With the support of our strong liquidity position, we believe we can continue to execute our transformational strategy as we grow our portfolio and further drive investment income. We distributed a large part of this year’s income to our shareholders in the form of cash dividends in 2020, and we do expect that trend to continue in 2021. In that regard, we have announced our first quarterly dividend of $0.10 per share that was just announced in February. Our annualized dividend rate of $0.40 is based off our conservative estimates of net investment income for the year and does not take into effect any net realized gains or losses, which we may have on the portfolio during the course of the year.
Lastly, Slide 14 highlights a number of action items for 2021. Many of these are a continuation of the strategic initiatives that have already been underway as part of our transformation. Most important is our effort to put our liquidity to work, which will further drive returns and support an ongoing and growing dividend.
This does complete our prepared remarks. Operator, please open the lines for questions for Mr. Grum.
Than you. Ladies and gentlemen, at this time, we will be conducting a question-and-answer session. [Operator Instructions] We have a question from the line of [Lance Gad] [ph], private investor. You may proceed with your question.
Yes, thank you. It looks like ACV auctions you did – it’s carried at what the last raise was. So it’s up from $6.2 million. Is that correct?
I think we put in there when we reflected a raise and I don’t believe it was their last raise.

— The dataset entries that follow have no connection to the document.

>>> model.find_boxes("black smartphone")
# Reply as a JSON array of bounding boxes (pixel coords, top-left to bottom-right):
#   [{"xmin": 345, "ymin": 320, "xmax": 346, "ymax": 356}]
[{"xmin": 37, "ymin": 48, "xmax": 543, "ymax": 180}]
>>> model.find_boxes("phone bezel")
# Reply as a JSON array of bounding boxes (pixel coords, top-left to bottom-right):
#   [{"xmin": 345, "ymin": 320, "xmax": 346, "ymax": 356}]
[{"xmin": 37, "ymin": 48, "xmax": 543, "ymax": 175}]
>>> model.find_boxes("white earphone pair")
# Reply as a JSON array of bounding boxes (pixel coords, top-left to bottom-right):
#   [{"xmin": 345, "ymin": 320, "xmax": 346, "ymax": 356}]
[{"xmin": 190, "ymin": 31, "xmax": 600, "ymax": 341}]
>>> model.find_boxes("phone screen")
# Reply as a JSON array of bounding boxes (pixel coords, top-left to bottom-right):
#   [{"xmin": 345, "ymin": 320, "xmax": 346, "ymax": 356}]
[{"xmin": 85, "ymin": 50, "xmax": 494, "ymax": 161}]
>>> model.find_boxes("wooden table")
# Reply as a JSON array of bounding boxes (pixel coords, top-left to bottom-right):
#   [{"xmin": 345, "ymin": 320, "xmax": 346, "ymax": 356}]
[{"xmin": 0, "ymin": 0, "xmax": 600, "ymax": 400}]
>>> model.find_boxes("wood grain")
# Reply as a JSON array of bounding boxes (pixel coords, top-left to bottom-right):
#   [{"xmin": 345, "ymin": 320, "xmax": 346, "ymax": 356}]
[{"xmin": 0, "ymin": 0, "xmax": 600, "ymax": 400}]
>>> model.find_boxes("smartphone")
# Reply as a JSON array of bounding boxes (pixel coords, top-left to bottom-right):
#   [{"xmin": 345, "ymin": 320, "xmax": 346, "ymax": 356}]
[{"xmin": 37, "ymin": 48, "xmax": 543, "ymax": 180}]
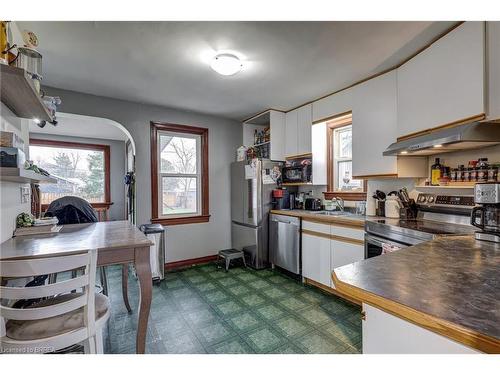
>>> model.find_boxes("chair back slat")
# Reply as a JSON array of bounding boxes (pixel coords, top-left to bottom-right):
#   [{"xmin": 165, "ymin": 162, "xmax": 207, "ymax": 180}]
[
  {"xmin": 0, "ymin": 294, "xmax": 87, "ymax": 320},
  {"xmin": 0, "ymin": 252, "xmax": 89, "ymax": 277},
  {"xmin": 0, "ymin": 274, "xmax": 89, "ymax": 299}
]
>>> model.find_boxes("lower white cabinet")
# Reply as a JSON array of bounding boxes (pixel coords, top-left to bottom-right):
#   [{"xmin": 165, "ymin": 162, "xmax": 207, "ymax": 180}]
[
  {"xmin": 302, "ymin": 221, "xmax": 365, "ymax": 288},
  {"xmin": 362, "ymin": 303, "xmax": 479, "ymax": 354},
  {"xmin": 302, "ymin": 233, "xmax": 331, "ymax": 286}
]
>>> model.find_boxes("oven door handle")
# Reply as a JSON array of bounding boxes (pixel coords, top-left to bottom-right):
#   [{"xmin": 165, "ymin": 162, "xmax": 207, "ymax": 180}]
[{"xmin": 365, "ymin": 233, "xmax": 407, "ymax": 248}]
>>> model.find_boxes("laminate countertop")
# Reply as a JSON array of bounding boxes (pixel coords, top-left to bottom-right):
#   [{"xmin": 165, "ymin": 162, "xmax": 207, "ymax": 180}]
[
  {"xmin": 332, "ymin": 236, "xmax": 500, "ymax": 353},
  {"xmin": 271, "ymin": 210, "xmax": 366, "ymax": 228}
]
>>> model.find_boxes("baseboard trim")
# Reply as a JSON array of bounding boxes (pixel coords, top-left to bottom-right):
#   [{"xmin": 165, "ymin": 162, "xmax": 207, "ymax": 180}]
[{"xmin": 165, "ymin": 255, "xmax": 217, "ymax": 271}]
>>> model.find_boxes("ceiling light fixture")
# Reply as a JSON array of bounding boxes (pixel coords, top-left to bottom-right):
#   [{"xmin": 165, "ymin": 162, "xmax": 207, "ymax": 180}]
[{"xmin": 210, "ymin": 53, "xmax": 243, "ymax": 76}]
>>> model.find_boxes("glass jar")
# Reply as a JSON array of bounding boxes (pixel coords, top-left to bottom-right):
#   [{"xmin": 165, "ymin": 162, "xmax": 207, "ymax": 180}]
[{"xmin": 488, "ymin": 166, "xmax": 498, "ymax": 182}]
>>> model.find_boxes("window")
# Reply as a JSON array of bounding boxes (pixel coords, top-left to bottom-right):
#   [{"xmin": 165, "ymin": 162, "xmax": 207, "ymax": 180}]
[
  {"xmin": 325, "ymin": 113, "xmax": 366, "ymax": 200},
  {"xmin": 29, "ymin": 139, "xmax": 112, "ymax": 210},
  {"xmin": 151, "ymin": 122, "xmax": 209, "ymax": 225}
]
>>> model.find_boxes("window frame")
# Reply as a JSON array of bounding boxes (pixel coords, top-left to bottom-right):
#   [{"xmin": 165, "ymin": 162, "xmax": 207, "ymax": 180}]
[
  {"xmin": 150, "ymin": 121, "xmax": 210, "ymax": 225},
  {"xmin": 324, "ymin": 112, "xmax": 367, "ymax": 201},
  {"xmin": 29, "ymin": 137, "xmax": 113, "ymax": 211}
]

So, it’s undervalued versus the last raise, correct? Because I believe the last raise was higher than the one before. I had understood our value was $6.2 million based on the last raise. So, I see the $6.5 million. I just assume that, that was up. And my question about it is do you have any indication where it might come in the S-1?
No, we don’t. Your guess is as good as mine.
Okay. Okay, thank you.
[Operator Instructions] There are no other questions in the queue. I’d like to hand the call back to Mr. Grum for closing remarks.
I want to thank all of you for joining us this afternoon and for your interest in Rand Capital. We look forward to updating all of you on our first quarter 2021 results in May, and have a great day.
Ladies and gentlemen, this does conclude today’s teleconference. Thank you for your participation. You may disconnect your lines at this time and have a wonderful day.